The previous PCa Commentary (Vol. 157) pca-commentary-157-metastatic-hormone-sensitive-prostate cancer/ [control+click link to follow or visit https://prostatecancerfree.org/prostate-cancer-news] addressed the evolution of systemic therapy regimens in de-novo mHSPC concluding by citing the remarkable outcome of treatment with the triplet combination of androgen suppression (ADT), chemotherapy, and Zytiga — yielding a 2 1/2 yr improvement in progression-free survival compared with any doublet combination.
Overview: Should the Prostate Be Treated in Addition to Systemic Therapy?
The management of de-novo metastatic prostate cancer is changing rapidly and there is growing interest in local treatment of the primary in these patients. Currently there is no consensus regarding ‘standard of care’. This lack places a responsibility for an informed discussion between patient and physician in men who present with this advanced stage. Choice of a management regimen needs consideration of the definition of ‘low disease burden;’ a patient’s tolerability for a prostatectomy or chemotherapy; the trade-off between the benefit of surgery (avoidance of the complications of local progression), and surgical adverse effects (bladder outlet and ureteric obstruction) compared to, say, the efficiency and safety of a short course of radiation therapy employing Stereotactic Body Radiation Therapy (SBRT).
The biologic rationale for local treatment of the prostate is supported by the research showing
- that the primary tumor in the prostate secrete factors (oncosomes) into the blood that prepare a metastatic niche to receive and nourish circulating tumor cells;
- that destruction of cells in the prostate (by radiation or cryosurgery) release internal antigens that prime T-cells to attack micrometasteses (the ‘abscopal’ effect) and
- the ‘back-and-forth tumor cell interchange between the primary tumor and the metastases.
The outcomes of two studies support the trend of treatment of the primary:
- Lumen et al. in European Urology Open Science, 2021, states: “Radiotherapy to the prostate prolongs survival of patients with low-volume, newly diagnosed metastatic prostate cancer,” and reports their retrospective study of 109 men comparing the 2-yr overall survival (OS) of men treated by radical prostatectomy (RP), IMRT radiation to at least the prostate and seminal vesicles (RT), and no local treatment (NLT). All men received androgen deprivation and, later in the trial, also chemotherapy and a newer anti-androgen-agent.
Low burden disease was defined by having less than 4 bone lesions and no visceral metastases.
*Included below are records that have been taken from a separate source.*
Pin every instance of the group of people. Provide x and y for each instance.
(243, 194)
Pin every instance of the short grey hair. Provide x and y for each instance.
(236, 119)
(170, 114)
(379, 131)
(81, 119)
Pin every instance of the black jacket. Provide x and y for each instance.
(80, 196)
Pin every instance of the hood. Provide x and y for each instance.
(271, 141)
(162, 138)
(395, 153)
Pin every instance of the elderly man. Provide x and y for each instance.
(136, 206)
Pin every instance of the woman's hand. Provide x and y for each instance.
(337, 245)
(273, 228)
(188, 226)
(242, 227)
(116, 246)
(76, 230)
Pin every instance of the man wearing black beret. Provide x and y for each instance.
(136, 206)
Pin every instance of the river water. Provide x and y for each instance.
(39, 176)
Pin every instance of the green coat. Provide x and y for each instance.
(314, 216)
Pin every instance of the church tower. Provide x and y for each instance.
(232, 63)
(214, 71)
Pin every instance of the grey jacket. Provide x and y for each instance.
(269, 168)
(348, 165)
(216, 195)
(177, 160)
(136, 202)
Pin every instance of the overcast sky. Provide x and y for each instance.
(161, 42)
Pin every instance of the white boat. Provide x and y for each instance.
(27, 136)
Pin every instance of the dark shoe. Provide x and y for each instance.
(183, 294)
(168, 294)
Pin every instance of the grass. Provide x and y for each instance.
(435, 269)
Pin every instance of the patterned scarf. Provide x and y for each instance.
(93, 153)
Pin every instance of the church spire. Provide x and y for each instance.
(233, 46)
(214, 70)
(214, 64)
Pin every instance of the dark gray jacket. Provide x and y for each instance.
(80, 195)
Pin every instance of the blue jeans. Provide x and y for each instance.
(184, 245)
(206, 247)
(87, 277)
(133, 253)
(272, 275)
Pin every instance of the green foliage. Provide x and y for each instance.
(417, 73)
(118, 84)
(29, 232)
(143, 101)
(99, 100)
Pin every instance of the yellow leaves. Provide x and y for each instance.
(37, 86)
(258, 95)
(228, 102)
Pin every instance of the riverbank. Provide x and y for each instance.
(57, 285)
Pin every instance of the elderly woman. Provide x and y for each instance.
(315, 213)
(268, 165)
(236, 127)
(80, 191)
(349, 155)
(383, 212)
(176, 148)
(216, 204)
Imaging consisted of standard CT and bone scanning.
[With general adoption of the newer PSMA/PET CTs and Pylarify the incidence of this category of disease will increase.]
The trial tallied the local adverse effects (AEs) from surgery, AEs following radiation therapy and in patients having NLT. The local AEs were significantly lower in surgical patients compared to the RT and NLT cohorts leading the authors to opine that “Surgical removal of the local tumor bulk appears to be the best way for reducing local complications.”
Their findings: The 2-yr OS was not significantly different for RP and RT, eg. 93% and 100; but for NLT the 2-yr OS was 75%.
Their conclusion: In newly diagnosed low-burden metastatic disease RP and RT yielded comparable outcomes.
2. “Khondakar, Pinto et al. (from the NIH) in Clinical Advances in Hematology and Oncology, July 2021, present “Emerging Role for Local Therapy in Oligometastatic Prostate Cancer.” [An excellent review.] Their discussion highlights the benefit and safety of metastases directed therapy with Stereotactic Body Radiotherapy (SBRT) directed to the prostate and to 5 or fewer metastatic lesions as compared to ‘standard of care’ systemic treatment. The men in the study had low-burden metastatic hormone sensitive prostate cancer.
Cited in this study are the two large, randomized trials (HORRAD and STAMPEDE) which, on subset analysis, found a 3-year overall survival of 81% in patients whose prostate and metastases were treated with SBRT compared with 73% of men receiving systemic ‘standard of care’. SBRT was found safe and not associated with long-term genitourinary adverse effects.
The management of de-novo metastatic prostate cancer is rapidly evolving, lending support to the concept that some patients with low-burden metastatic disease will benefit from treatment to both the primary and 3-5 sites of metastatic cancer.